Une nette simplification
De ce fait, c'est toute la méthodologie d'établissement des bilans carbone qui va s'en retrouver simplifiée. En effet, le modèle développé par Jean-François Bastin et ses collègues permet dorénavant d'établir les bilans carbones avec une marge d'erreur inférieure à 15% en mesurant seulement 5% des arbres présents! « Si l’objectif est de mesurer et vérifier régulièrement l’état des forêts sur de grande superficies, nous pouvons dès lors recommander que seule la mesure des arbres de plus de 50 centimètres (à 1,30 m de hauteur) soit réalisée, ce qui représente à peine 7% des arbres mesurés actuellement. Ces arbres au diamètre supérieur à 50 centimètres expliquent plus de 90% de la variation des stocks de carbone. La masse de ces arbres est tellement importante dans la balance que le reste des mesures en devient presque inutile dans le cadre des bilans carbone (il est évident qu'il en va autrement si l'on étudie la dynamique ou la composition floristique de la forêt)".
Le second acquis majeur de l’étude a consisté à apporter une réponse à la question : "Qui sont ces gros arbres ?" Et particulièrement: "sont-ils largement répandus en Afrique Centrale?" "Il y a un an, dans le bassin amazonien, des recherches ont conclu que les principaux éléments structurants des forêts étaient le fait des grands arbres, montrant qu’environ 1% des espèces présentes contiennent plus de 50% des stocks. Ces espèces, contribuant de manière disproportionnées au bilan carbone d’une région sont appelées "hyperdominantes". Nos travaux montrent que la situation est légèrement différente en Afrique. Bien qu’une très faible proportion d’espèces recensées (1,5 %) contienne également la majorité des stocks de carbone forestier, nous avons remarqué qu’une partie non négligeable de ces espèces "hyperdominantes" ne sont pas particulièrement grandes : elles ne dépassent que rarement 70 centimètres de diamètre (à 1,30 mètre de hauteur).

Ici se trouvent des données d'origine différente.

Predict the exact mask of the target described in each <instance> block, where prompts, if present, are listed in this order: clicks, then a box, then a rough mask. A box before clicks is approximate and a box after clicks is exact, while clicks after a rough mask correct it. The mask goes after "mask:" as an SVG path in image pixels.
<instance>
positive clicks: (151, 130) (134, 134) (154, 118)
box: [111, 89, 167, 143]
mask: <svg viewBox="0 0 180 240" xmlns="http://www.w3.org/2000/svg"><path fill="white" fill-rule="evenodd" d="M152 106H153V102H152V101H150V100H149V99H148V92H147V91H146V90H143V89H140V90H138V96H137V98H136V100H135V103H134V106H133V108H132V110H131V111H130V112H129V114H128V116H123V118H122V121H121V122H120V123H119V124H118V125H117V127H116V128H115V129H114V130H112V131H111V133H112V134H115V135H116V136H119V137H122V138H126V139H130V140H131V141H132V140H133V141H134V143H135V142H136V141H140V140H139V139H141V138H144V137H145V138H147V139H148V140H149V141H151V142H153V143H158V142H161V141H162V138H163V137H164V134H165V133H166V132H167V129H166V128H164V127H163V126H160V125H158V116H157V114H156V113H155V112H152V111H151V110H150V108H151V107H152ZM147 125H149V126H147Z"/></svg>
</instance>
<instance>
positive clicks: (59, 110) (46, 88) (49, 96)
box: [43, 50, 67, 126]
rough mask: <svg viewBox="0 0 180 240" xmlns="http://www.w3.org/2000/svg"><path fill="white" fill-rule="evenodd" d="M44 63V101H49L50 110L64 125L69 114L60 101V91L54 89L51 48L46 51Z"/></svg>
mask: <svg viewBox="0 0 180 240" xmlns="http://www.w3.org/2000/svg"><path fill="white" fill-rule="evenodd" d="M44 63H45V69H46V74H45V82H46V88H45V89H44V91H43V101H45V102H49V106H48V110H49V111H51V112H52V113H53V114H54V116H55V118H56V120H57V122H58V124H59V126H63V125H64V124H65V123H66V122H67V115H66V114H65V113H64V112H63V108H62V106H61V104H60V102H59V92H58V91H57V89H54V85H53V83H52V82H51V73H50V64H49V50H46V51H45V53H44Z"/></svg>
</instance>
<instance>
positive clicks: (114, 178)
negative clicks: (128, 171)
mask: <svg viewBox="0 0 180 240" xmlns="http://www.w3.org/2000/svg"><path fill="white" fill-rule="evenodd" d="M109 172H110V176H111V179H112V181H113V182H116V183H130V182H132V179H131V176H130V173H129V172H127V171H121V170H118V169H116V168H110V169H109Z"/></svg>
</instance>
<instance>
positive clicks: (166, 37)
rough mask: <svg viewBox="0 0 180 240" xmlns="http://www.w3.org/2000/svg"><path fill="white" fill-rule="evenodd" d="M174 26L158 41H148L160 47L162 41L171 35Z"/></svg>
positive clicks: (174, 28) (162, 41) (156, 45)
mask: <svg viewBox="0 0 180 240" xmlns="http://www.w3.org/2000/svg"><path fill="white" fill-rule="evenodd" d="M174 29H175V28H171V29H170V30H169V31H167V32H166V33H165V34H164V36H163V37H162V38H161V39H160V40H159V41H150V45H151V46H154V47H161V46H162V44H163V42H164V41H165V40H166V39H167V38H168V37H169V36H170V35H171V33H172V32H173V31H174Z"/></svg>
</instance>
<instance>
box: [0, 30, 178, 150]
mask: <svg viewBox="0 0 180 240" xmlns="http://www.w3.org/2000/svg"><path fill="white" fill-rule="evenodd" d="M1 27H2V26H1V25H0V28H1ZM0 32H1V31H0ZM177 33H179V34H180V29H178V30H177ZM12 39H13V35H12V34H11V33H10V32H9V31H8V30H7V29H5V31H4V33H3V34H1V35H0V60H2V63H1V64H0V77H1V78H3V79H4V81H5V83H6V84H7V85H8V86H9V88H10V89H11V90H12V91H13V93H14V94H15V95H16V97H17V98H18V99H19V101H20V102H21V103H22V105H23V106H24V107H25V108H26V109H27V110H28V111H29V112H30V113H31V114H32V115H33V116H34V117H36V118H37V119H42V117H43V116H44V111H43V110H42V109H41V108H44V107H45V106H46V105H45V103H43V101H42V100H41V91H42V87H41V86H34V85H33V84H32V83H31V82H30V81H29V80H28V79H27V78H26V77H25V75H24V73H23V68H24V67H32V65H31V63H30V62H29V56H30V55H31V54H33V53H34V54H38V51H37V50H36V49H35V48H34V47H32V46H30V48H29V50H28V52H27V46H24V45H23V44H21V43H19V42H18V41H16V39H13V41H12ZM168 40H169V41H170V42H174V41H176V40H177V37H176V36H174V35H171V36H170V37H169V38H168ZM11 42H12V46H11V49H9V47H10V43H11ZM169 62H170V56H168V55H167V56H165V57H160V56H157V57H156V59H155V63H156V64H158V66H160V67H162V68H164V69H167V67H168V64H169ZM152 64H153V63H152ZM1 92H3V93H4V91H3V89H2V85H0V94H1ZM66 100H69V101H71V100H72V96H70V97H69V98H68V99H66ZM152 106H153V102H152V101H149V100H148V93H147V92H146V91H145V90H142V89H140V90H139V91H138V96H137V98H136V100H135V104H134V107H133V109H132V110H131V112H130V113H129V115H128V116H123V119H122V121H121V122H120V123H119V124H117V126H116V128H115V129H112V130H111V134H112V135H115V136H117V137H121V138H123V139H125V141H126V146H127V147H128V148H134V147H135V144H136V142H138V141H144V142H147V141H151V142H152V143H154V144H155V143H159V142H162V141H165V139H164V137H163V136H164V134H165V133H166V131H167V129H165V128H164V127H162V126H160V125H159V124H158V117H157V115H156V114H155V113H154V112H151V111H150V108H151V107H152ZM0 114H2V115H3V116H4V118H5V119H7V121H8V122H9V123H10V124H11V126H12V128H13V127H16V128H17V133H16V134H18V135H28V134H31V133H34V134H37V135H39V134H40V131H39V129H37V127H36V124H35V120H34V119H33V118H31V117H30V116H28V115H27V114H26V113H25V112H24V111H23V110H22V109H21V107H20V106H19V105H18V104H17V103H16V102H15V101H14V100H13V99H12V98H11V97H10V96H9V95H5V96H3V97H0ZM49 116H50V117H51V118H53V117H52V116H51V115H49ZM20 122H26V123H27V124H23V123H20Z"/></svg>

Ces espèces dites "hyperdominantes" le sont, non pas au regard de leur taille, mais bien au regard de leur abondance et de leur large répartition dans le bassin du Congo. Ces espèces constituent donc la clé de voûte du bilan carbone ».
Ces résultats ouvrent des perspectives séduisantes à relativement court terme pour les programmes de conservation des forêts. Encore aujourd'hui, pour réaliser des cartes de bilan carbone et identifier les zones à risque et les zones d’intérêt pour la conservation, on utilise des méthodes dites « indirectes ». Ces méthodes se basent sur des informations issues des satellites (réflectance de la lumière par la végétation, hauteur moyenne de la canopée), qui ne constituent pas directement une mesure du carbone. Demain, on pourra sans doute faire beaucoup mieux: "Puisqu'on sait dorénavant que la majorité de l’information est contenue dans les plus gros arbres, et que ceux-ci sont directement observables sur les images satellites, on pourra probablement se contenter d’extraire une information métrique « directe » de ces arbres (diamètre de la couronne, hauteur de l’arbre) pour estimer la biomasse de la forêt, et ainsi valoriser des modèles tel que celui développé dans notre étude. De là, on pourra en établir le bilan carbone.
Autrement dit, on se rend compte que certaines critiques qu'on adressait aux images satellites, accusées d'être trop pauvres en informations, s'avèrent injustifiées dans le cadre des bilans carbone. Au lieu d'extrapoler la réflectance et de faire le lien avec la biomasse, on pourrait probablement estimer directement cette dernière à partir des mesures des arbres principaux, soit entre 5 et 10 individus par hectare".
S'il est une satisfaction que Jean-François Bastin éprouve dès à présent, c'est celle de voir une partie de son travail ancré dans le présent le plus immédiat et non dans un hypothétique futur. Depuis 2012, ses données sont utilisées par le WWF Congo (World Wide Fund for Nature) qui, en collaboration avec la NASA et le Dr. Sassan Saatchi, s'emploie actuellement à cartographier l'ensemble des forêts du bassin du Congo dans le cadre de programmes de conservation financés par le WWF Allemagne. En outre, l'article paru dans Scientific Reports permet désormais au chercheur d’avoir accès à une base de données beaucoup plus large, et ce afin de tester ses résultats à une échelle pan-tropicale. Engagé depuis ce mois d'octobre par les Nations Unies à la Food and Agriculture Organization (UN-FAO), il s'appliquera à mettre au point une méthodologie standard pour le monitoring des forêts dans le cadre des crédits carbone.